Well, we reap what we have sown. And we have sown a wonderful world where nature is going to make it really easy for us in the not too distant future. I love the gun-to-the-head analogies. Hey, that only works if people actually know it's a gun and not a finger with the thumb mimicking a trigger. Nature has the gun and has held it to our collective heads for a long time now. But we all look up and obliviously smile like it's all just a big joke. We all have that Iraq-War-George W. Bush-Press-Conference look on our faces. Well, ha-ha…..BOOOOM. Yeah, fucknuts, that's your brains on that wall back there. Nighty-night.

I am an architect, which puts me on the front lines of this debate. Buildings are the number one consumers of energy (the key player in the environmental debate). This means that I am both the uniter and the divider. I let this shit happen. Why? Because I am too afraid to confront superiors and clients with cold hard realities. More of that truth stuff there. Superiors have benndoing this stuff a hell of a lot longer than I so they know what's best for me and world at large. And Clients do not want to pay for innovation. Well, good design needs not innovation. A well thought building will cost the same to build as a less thought one, but will greatly reduce the cost of operation of that building over the life of it. Well hey, clients don't care about later, they have a budget now to worry about. All in due time, right?

I am also a LEED accredited professional. That sounds pretty special, no? What that means is I have taken an exam given by the United States Green Building Council (I know you all are ware of such an organization, right?) regarding my aptitude in their LEED rating system, which stands for Leadership in Energy and Environmental Design. Do you know what it really means? Nothing. More than half my current firm are LEED Accredited Professionals. Know how many know really what a green building would look like? Very few. That is the problem. There are so many in the know about these things, but they do the least amount of the actual built work. In our wonderful little profession comes the term "value engineering". "Value engineering" is the art and craft of taking a building that works perfectly and cutting out all of the things that architects and engineers agreed would make the building work effectively and cut those things down so that the price (that some less than expert contractor has priced to build) will be reduced. Inevitably the first things cut from a construction budget? You guessed it, the "green stuff". Why? Because we pussy-architects cower at the clients and their devil-on-the-shoulder contractors wim. Where are the Samuel Mockbees and the Glen Murcutts of the corporate architecture realm? Suppressed and encourage to adhere to the old adage, " young designers should seen and not heard."

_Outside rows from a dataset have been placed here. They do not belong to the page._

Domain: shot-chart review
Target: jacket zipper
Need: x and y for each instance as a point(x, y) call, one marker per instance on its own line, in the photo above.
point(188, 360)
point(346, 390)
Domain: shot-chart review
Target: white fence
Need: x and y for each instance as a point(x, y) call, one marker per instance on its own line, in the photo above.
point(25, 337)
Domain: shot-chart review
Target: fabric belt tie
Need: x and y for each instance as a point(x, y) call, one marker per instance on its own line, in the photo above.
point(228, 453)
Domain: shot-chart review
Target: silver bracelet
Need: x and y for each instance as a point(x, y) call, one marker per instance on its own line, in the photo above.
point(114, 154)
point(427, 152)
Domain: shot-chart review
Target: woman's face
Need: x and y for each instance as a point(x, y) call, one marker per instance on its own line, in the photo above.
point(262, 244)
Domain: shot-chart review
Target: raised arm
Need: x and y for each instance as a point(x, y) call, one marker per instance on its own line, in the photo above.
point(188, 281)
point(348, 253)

Hey, all you mentors in the architecture field….please read the passage starting with the 123rd word of this blog and ending with the 126th. Thanks for your precious time.

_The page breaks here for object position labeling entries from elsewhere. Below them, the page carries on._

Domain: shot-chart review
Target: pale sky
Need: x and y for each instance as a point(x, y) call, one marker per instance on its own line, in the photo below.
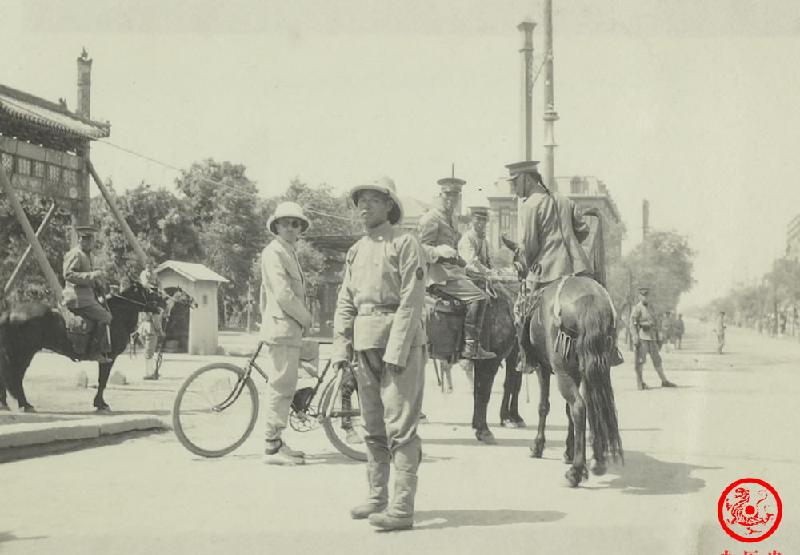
point(690, 104)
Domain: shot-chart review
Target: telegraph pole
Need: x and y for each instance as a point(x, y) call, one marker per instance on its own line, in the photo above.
point(527, 87)
point(550, 114)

So whether its Architects or Should-Be Presidents or even scientists or climatologists, they all say the same things. We need to change. And sure, change is coming slowly. But the fact remains true to a saying that has become my mantra,

Less Bad, Is NOT Good.

Less bad. More Sustainable. They both say the same thing. Our demise is merely slowing. The problem is at what rate? No one can quantify that. How convenient.

So enjoy Live Earth 2, enjoy Leonardo DiCaprio telling us what car we should drive, enjoy being less bad. I will be avoiding these self-congratulatory circle jerks and other back-patting or finger-pointing events and meetings in order to draw up some new plans about impacting real change that is so desperately needed. I will take care of this, I wouldn't want all y'all to be inconvenienced.